Wherever the right of property was referred in any given locality to the civil courts the decision was the same as that above, and the Northern Methodists of Missouri acquiesced in the extinguishment of their right to all the property formerly owned by the original Church, and its legal confirmation to the M. E. Church, South.

Now, it may well and significantly be inquired how the civil war of 1861 could revive the title to property that had been extinguished, in fact and in law, by the will of its legal owners in 1845? Laws may be repealed, altered and amended, but not so as to affect the previous rights of property. Nothing is more sacredly guarded by civil legislation than the rights of property. Laws may change, but justice and equity remain the same; and courts of equity not unfrequently pronounce upon the equity of legislation in respect to the rights of property. Hence the strongest rights are those founded both in law and equity.

If the rights of property were revived by the civil war it must have been done in one of two ways: either by legislation or attainder.
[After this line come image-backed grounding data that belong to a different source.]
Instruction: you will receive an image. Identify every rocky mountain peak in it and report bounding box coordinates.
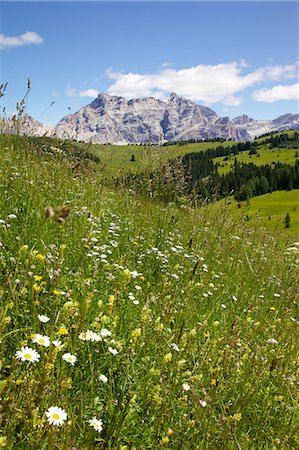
[12,92,297,144]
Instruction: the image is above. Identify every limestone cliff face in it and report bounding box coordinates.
[53,92,250,144]
[5,93,298,143]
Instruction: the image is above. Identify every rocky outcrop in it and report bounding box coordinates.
[3,93,298,144]
[53,93,250,144]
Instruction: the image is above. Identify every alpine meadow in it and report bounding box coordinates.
[0,1,299,449]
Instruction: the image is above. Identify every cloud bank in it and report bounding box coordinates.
[105,61,298,105]
[252,83,299,102]
[0,31,43,49]
[66,86,99,98]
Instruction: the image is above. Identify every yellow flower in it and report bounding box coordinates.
[52,289,61,296]
[33,284,41,292]
[15,379,24,385]
[34,275,43,282]
[210,378,217,386]
[122,269,131,279]
[58,327,68,335]
[164,353,172,363]
[231,413,241,422]
[131,328,142,338]
[35,254,45,262]
[139,275,145,282]
[20,245,28,252]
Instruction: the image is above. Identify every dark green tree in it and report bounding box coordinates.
[284,212,291,228]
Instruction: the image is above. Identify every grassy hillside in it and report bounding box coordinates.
[76,140,237,176]
[211,190,299,238]
[215,147,298,175]
[0,134,298,449]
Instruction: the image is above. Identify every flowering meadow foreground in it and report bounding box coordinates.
[0,134,298,449]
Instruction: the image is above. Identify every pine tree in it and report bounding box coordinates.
[284,213,291,228]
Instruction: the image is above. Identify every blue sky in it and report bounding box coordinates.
[1,1,298,124]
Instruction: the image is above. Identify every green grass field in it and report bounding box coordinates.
[79,140,237,176]
[0,133,298,449]
[215,147,298,174]
[211,190,299,238]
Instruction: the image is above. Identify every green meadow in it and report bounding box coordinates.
[215,147,298,175]
[0,133,298,449]
[79,140,237,177]
[213,190,299,238]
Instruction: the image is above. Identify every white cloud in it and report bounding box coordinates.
[105,62,298,105]
[0,31,43,49]
[252,83,299,102]
[66,86,99,98]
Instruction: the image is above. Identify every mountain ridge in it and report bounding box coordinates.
[2,93,299,144]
It was never claimed to have been revived by legislation, which, to say the least, was a doubtful expedient, and conferred a doubtful right, if any at all. It could not have been done by attainting the blood of the lawful property holders, except by due process of law and for cause. This was never even attempted.

Then we fall back upon the original inquiry, how the civil war revived property rights that had been extinguished nearly twenty years? What virtue in armies, in battles, in fire or blood to resuscitate extinguished titles? What virtue in martial law, in military occupation and orders, or in drum-head courts-martial, to set aside the legal and moral rights of one Church and set up the legal claims of another Church? Was it the right of might, and the might of arms? Could bullets and bayonets set aside or substitute warranty deeds? How could the battle of Springfield, fought August 10, 1861, affect the title of Church property in Springfield secured by deed of conveyance, dated October 11, 1856, to certain gentlemen as trustees of the M. E. Church, South, to hold in trust for the uses of said Church? Or how could the battles of Boonville or Lexington destroy the rights of property in those cities which inhered in the members of the M. E. Church, South?